Ею овладела странная, совсем неподходящая мысль, что супружество это еще и узнавание, изучение друг друга всю жизнь, и никогда, наверное, это узнавание не будет исчерпано и закончено… Что знала она о человеке, стоящем сейчас перед ней?.. Разве видела она когда-нибудь у него такое безобразное выражение гнева и презрения? Она чувствовала, что сейчас узнает о нем что-то новое и очень важное, и вдруг острое любопытство как бы стороннего наблюдателя обожгло ее. «Ну-ну, давай, покажи себя, — молча торопила она. — Ничего не хочу объяснять этим чужим глазам. В чем я виновата?»
— Имею я право узнать, кто у тебя в доме? — в третий раз повторил он все с той же грубой, застывшей гримасой.
— Я у вас в доме, Александр Николаевич, — произнес Мазаев, отворяя дверь и появляясь в халате хозяина.
— Я счастлив. Что все это значит?
Александр Николаевич будто невзначай взял с полки массивную бронзовую фигурку лежащего оленя.
Лушка задавленно пискнула, втянув голову в плечи.
Никогда раньше он не ревновал жену. Но сейчас багровая тьма застлала ему глаза.
— Александр! — закричала Кася, пытаясь вырвать у него статуэтку. — Это мой олень! Я колю им орехи!
— А у меня его рога?
Они боролись, едва не падая, но еще сильнее страдание, чем боль в стиснутых запястьях, ей причиняла пошлая театральность этой сцены, она чувствовала себя как в дурном водевиле перед двумя изумленными зрителями, и бессвязным шепотом мужу в лицо, что это ее вещь, что он не имеет права брать этого оленя, она умоляла совсем о другом: не разрушать ее уважения, не разрушать себя в ней, не убивать в себе того, что было и ей опорой.
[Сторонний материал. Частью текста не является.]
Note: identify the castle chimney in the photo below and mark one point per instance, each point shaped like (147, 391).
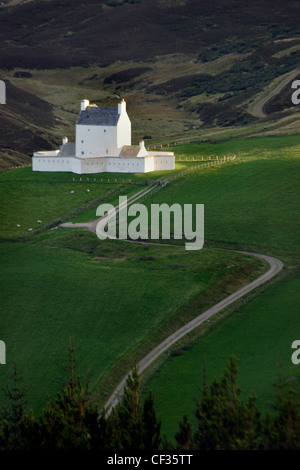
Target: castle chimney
(121, 107)
(84, 104)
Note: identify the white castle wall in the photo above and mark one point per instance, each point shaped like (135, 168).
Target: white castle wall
(96, 141)
(49, 161)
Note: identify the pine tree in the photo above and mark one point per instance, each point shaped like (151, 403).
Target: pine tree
(223, 420)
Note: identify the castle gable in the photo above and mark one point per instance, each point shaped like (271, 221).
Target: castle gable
(94, 116)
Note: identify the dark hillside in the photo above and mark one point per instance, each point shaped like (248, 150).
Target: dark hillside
(68, 32)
Помутившись глазами, он отпустил ее, и они стояли друг против друга, тяжело дыша, не зная, куда девать руки. Ей хотелось прижать его к себе, как расходившегося ребенка, уже не могущего, не умеющего с самим собой справиться; тогда бы он замолчал, затих задушенно лицом в ее плечо, не разумом, но мышцами, кожей ощущая ее родную власть над ним… Но Лушка, оторопевшая за портьерой! Но Мазаев в махровом халате и сапогах!
— Александр! Как вам не стыдно! — непроизвольно, нервно смеясь, заговорила она по-французски, сама удивившись, как эта невесть где подхваченная фраза застряла у нее в памяти.
— Это недоразумение. Если хотите, я сейчас же уйду, — так же по-французски неожиданно сказал Мазаев. Только его французский был гораздо чище и уверенней, чем у Каси. — Я участвовал в перестрелке. Совет арестован. Угодно вам выдать меня? Сейчас идут обыски. Поступайте, как вам подсказывает честь и благородство.
— Вы… знаете по-французски? — только и мог выговорить Александр Николаевич.
— Я окончил Петроградский университет. Если вас затрудняет мое присутствие, я могу уйти к Промысловым.
— Оставайтесь, — обессиленно махнул рукой Александр Николаевич.
…А коварный, предательский, тонкий запах меда снова возник в комнате, как чья-то ироническая и печальная улыбка.
«Как же было бы славно, если бы он, вернувшись, застал тут Мазаева, а жена сбежала с офицером!..» То, что офицер был при исполнении служебных обязанностей и в сопровождении караула солдат, Кася во внимание не принимала.
Да и что, вообще, невозможно в такие времена? Самое невероятное, самое невообразимое стало возможным в этом взбесившемся мире, в его дикой пляске, где каждый скакал как хотел и как умел.